The talk A posteriori algebraic error estimation in numerical solution of linear diffusion PDEs, by Jan Papež, will be held on Monday April 7, 2014 at 8:30 in room K4. After that, Adam Janečka will talk about his recent work with a presentation entitled Stability of Flows of Incompressible Implicitly Constituted Fluids . Finally, PhD students from group B (Marek Čapek, Martin Michálek, Vit Orava and Josef Žabenský) will do a short progress report of the actual status of their research.
Abstract of the talk
The paper [Ern&Vohralík SISC, 2013], see also the references therein, proposes an adaptive method with a posteriori stopping criteria for numerical solution of nonlinear partial differential equations of diffusion type. The main idea of the method is to distinguish different components of the error, namely the discretization, the linearization, and the algebraic ones, and to design stopping criteria based on balancing these error components. The estimates rely on quasi-equilibrated flux reconstructions and yield a general framework which can be applied to various discretization schemes.

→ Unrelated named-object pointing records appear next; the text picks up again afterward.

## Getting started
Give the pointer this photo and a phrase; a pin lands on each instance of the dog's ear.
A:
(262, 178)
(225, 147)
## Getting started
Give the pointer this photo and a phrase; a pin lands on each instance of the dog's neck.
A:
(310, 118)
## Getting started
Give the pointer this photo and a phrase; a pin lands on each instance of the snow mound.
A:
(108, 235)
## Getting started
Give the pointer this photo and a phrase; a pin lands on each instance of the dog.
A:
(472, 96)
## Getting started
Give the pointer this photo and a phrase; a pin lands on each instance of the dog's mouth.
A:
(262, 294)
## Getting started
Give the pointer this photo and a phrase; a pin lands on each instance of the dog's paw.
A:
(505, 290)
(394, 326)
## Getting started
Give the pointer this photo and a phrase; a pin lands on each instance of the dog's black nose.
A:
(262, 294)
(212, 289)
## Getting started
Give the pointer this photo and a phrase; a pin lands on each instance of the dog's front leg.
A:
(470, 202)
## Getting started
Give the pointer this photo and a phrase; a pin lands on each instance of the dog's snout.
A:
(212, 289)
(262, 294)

In the present talk we tightly follow [Ern&Vohralík SISC, 2013] and concentrate specifically on estimating the algebraic part of the error. We restrict ourselves to a linear model problem discretized using the conforming finite element method. We show that, with an additional requirement on the flux reconstructions, the algebraic error can be bounded using the algebraic a posteriori error estimator. This justifies the distinction of error components presented in [Ern&Vohralík SISC, 2013]. We show that the flux reconstruction given there can be modified such that the newly introduced requirement is satisfied.
Abstract of the PhD presentation
We study the stability of steady plane Poiseuille flow of implicitly constituted incompressible fluids. On the channel wall, classical no-slip boundary condition is enforced. The problem is studied within the framework of linearized stability and the resulting generalized Orr-Sommerfeld eigenvalue system of ordinary differential equations is then numerically investigated by means of the spectral collocation methods.